In short, the theoretical possibility that Congress could pass a law mandating the purchase or broccoli is not a valid argument against mandating the purchase of health insurance. If we have any faith in our democracy, we must be able to trust that a President and majorities of both houses (including, as things now stand, 3/5 of the Senate), will not pass a law mandating the purchase of broccoli. And a truly statesmanlike opinion on the health care law would uphold it, taking note that the Congress and the executive branch spent over a year designing, considering, and passing it in an effort to solve a genuinely pressing and very serious national problem, and adding for good measure that the American people in just a few months will have every opportunity to undo the law themselves by electing Republican majorities and a Republican President, should they choose to do so. I can see no excuse for depriving them of that right.

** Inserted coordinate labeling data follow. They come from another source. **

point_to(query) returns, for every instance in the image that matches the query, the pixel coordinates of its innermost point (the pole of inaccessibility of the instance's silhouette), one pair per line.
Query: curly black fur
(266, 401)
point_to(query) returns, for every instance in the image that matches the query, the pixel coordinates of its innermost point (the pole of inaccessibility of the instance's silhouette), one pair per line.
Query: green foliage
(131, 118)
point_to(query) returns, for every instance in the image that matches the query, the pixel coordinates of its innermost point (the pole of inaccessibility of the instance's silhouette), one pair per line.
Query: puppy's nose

If however the court throws out the health care law in toto, or even throws out the mandate, I think the effect on Barack Obama will be devastating. I know Democratic pundits are suggesting that he could run "against the Supreme Court," but we are in a real crisis and the country is already lukewarm about the President because most of them have seen few results. To have his signature achievement thrown out will validate some of the more extreme accusations against him and make him look highly ineffective.
We are potentially at a turning point in our history. Justice Story believed the government was established to promote the public good. Franklin Roosevelt adapted that philosophy to the industrial era. For the last thirty years Republicans have engaged in an all-out assault on that concept, and they are not too far from a possible victory. In the last two great national crises the Supreme Court was on the losing side. This time, if they strike down the law, they could do nearly as much to assure victory for the right wing as they did in Bush v. Gore.